Re: [RFC PATCH 5/7] tun: Introduce virtio-net hashing feature

From: Akihiko Odaki
Date: Mon Oct 09 2023 - 06:11:41 EST


On 2023/10/09 19:07, Willem de Bruijn wrote:
On Mon, Oct 9, 2023 at 3:05 AM Akihiko Odaki <akihiko.odaki@xxxxxxxxxx> wrote:



On 2023/10/09 18:54, Willem de Bruijn wrote:
On Mon, Oct 9, 2023 at 3:44 AM Akihiko Odaki <akihiko.odaki@xxxxxxxxxx> wrote:

On 2023/10/09 17:13, Willem de Bruijn wrote:
On Sun, Oct 8, 2023 at 12:22 AM Akihiko Odaki <akihiko.odaki@xxxxxxxxxx> wrote:

virtio-net have two usage of hashes: one is RSS and another is hash
reporting. Conventionally the hash calculation was done by the VMM.
However, computing the hash after the queue was chosen defeats the
purpose of RSS.

Another approach is to use eBPF steering program. This approach has
another downside: it cannot report the calculated hash due to the
restrictive nature of eBPF.

Introduce the code to compute hashes to the kernel in order to overcome
thse challenges.
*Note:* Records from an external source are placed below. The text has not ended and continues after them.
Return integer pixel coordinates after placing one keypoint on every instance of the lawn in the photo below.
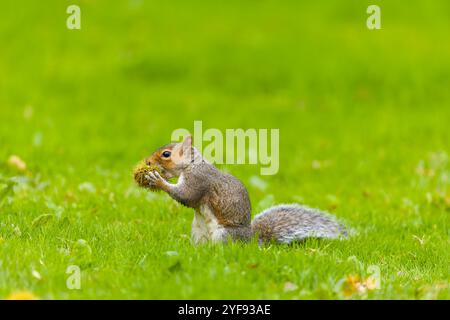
(364, 134)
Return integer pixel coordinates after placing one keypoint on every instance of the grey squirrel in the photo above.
(221, 202)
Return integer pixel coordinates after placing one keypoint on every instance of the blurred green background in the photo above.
(363, 118)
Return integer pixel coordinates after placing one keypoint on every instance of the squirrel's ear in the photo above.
(186, 147)
(187, 143)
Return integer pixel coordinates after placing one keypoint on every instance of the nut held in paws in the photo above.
(141, 170)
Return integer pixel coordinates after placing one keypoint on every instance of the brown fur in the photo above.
(204, 186)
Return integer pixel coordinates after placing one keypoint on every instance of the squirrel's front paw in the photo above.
(155, 179)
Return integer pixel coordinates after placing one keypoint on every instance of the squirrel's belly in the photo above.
(205, 227)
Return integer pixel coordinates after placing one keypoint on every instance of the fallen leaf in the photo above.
(22, 295)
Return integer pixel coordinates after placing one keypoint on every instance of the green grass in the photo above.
(82, 107)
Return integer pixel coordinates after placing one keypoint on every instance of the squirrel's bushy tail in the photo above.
(293, 222)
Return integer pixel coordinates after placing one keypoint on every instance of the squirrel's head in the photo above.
(173, 158)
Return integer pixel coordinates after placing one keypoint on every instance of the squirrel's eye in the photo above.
(166, 154)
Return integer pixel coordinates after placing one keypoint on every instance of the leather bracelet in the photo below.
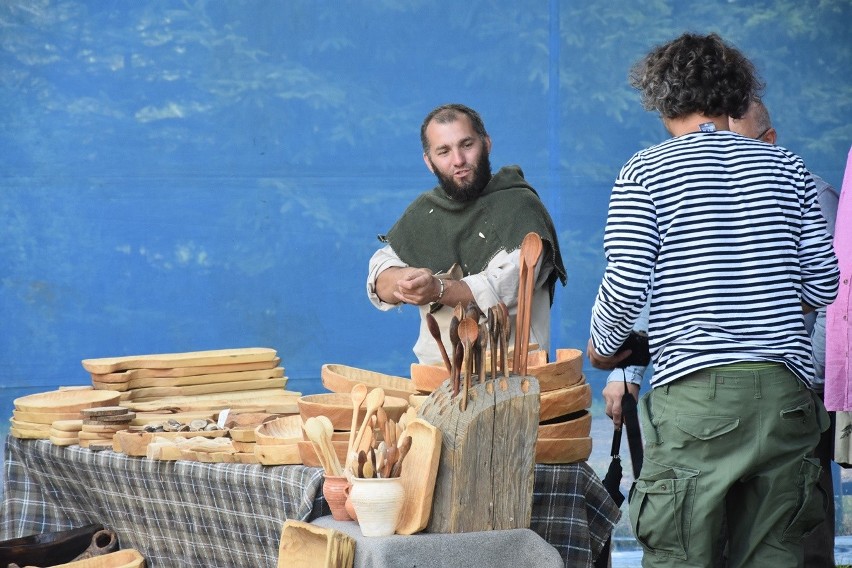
(441, 293)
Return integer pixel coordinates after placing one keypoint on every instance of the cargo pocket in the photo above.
(661, 510)
(811, 502)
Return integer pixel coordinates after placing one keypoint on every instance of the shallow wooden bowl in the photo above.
(562, 450)
(341, 378)
(72, 400)
(308, 456)
(428, 378)
(283, 430)
(564, 401)
(243, 434)
(562, 373)
(45, 417)
(574, 425)
(284, 454)
(338, 408)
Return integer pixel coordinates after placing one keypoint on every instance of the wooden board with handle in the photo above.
(186, 359)
(418, 474)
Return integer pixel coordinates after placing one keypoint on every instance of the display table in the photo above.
(224, 515)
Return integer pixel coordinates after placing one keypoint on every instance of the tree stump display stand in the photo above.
(487, 466)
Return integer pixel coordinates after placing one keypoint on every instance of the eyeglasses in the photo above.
(762, 134)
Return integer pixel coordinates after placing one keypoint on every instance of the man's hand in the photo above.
(606, 363)
(612, 396)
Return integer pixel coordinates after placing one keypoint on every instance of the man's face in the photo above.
(459, 158)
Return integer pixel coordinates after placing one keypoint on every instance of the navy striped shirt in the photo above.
(731, 230)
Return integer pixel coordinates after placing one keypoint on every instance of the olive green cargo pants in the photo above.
(731, 441)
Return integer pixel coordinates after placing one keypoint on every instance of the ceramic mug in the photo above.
(334, 489)
(378, 503)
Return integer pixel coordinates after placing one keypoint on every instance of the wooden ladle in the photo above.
(374, 400)
(468, 332)
(358, 394)
(435, 330)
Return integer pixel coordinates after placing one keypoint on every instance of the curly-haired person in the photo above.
(731, 230)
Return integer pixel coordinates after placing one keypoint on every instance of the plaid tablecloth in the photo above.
(227, 515)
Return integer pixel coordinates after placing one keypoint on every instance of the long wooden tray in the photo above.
(154, 393)
(248, 398)
(132, 374)
(187, 359)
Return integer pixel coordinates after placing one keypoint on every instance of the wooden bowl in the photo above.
(562, 450)
(284, 454)
(338, 408)
(283, 430)
(428, 378)
(564, 401)
(562, 373)
(574, 425)
(308, 456)
(68, 401)
(341, 378)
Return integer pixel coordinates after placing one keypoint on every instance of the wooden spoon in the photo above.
(468, 332)
(435, 330)
(328, 431)
(531, 248)
(404, 446)
(374, 400)
(358, 394)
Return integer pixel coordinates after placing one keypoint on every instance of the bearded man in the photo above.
(471, 220)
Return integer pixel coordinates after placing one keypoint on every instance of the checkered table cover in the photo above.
(182, 513)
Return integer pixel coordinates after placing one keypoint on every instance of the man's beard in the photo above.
(465, 192)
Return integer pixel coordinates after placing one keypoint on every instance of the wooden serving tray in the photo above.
(154, 393)
(186, 359)
(341, 378)
(178, 372)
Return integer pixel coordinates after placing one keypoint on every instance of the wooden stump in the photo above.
(487, 467)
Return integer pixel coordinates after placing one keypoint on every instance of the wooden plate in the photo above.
(284, 430)
(65, 400)
(574, 425)
(564, 401)
(338, 408)
(341, 378)
(562, 450)
(186, 359)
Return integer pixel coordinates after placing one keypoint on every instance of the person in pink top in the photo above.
(838, 332)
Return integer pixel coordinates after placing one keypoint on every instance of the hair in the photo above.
(762, 121)
(445, 114)
(696, 73)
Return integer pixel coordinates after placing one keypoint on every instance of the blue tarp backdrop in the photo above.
(189, 175)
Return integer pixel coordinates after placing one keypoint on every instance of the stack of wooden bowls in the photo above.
(564, 419)
(34, 415)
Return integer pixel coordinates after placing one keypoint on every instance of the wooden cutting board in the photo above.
(131, 374)
(419, 471)
(153, 393)
(172, 360)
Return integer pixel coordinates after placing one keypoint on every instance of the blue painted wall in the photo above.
(179, 176)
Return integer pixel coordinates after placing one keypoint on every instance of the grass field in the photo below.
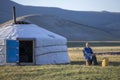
(76, 70)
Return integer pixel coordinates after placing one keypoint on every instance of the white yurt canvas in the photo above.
(31, 44)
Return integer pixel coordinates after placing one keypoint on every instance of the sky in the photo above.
(77, 5)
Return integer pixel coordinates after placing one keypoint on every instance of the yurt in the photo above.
(31, 44)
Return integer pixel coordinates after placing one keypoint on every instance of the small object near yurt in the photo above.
(31, 44)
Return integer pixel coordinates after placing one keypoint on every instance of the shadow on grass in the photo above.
(114, 63)
(77, 63)
(100, 63)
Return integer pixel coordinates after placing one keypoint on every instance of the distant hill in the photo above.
(75, 25)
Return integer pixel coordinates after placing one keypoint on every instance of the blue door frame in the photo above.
(12, 51)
An alternative solution is to extend the eBPF steering
program so that it will be able to report to the userspace, but it makes
little sense to allow to implement different hashing algorithms with
eBPF since the hash value reported by virtio-net is strictly defined by
the specification.

The hash value already stored in sk_buff is not used and computed
independently since it may have been computed in a way not conformant
with the specification.

Signed-off-by: Akihiko Odaki <akihiko.odaki@xxxxxxxxxx>

@@ -2116,31 +2172,49 @@ static ssize_t tun_put_user(struct tun_struct *tun,
}

if (vnet_hdr_sz) {
- struct virtio_net_hdr gso;
+ union {
+ struct virtio_net_hdr hdr;
+ struct virtio_net_hdr_v1_hash v1_hash_hdr;
+ } hdr;
+ int ret;

if (iov_iter_count(iter) < vnet_hdr_sz)
return -EINVAL;

- if (virtio_net_hdr_from_skb(skb, &gso,
- tun_is_little_endian(tun), true,
- vlan_hlen)) {
+ if ((READ_ONCE(tun->vnet_hash.flags) & TUN_VNET_HASH_REPORT) &&
+ vnet_hdr_sz >= sizeof(hdr.v1_hash_hdr) &&
+ skb->tun_vnet_hash) {

Isn't vnet_hdr_sz guaranteed to be >= hdr.v1_hash_hdr, by virtue of
the set hash ioctl failing otherwise?

Such checks should be limited to control path where possible

There is a potential race since tun->vnet_hash.flags and vnet_hdr_sz are
not read at once.

It should not be possible to downgrade the hdr_sz once v1 is selected.

I see nothing that prevents shrinking the header size.

tun->vnet_hash.flags is read after vnet_hdr_sz so the race can happen
even for the case the header size grows though this can be fixed by
reordering the two reads.

One option is to fail any control path that tries to re-negotiate
header size once this hash option is enabled?

There is no practical reason to allow feature re-negotiation at any
arbitrary time.

I think it's a bit awkward interface design since tun allows to reconfigure any of its parameters, but it's certainly possible.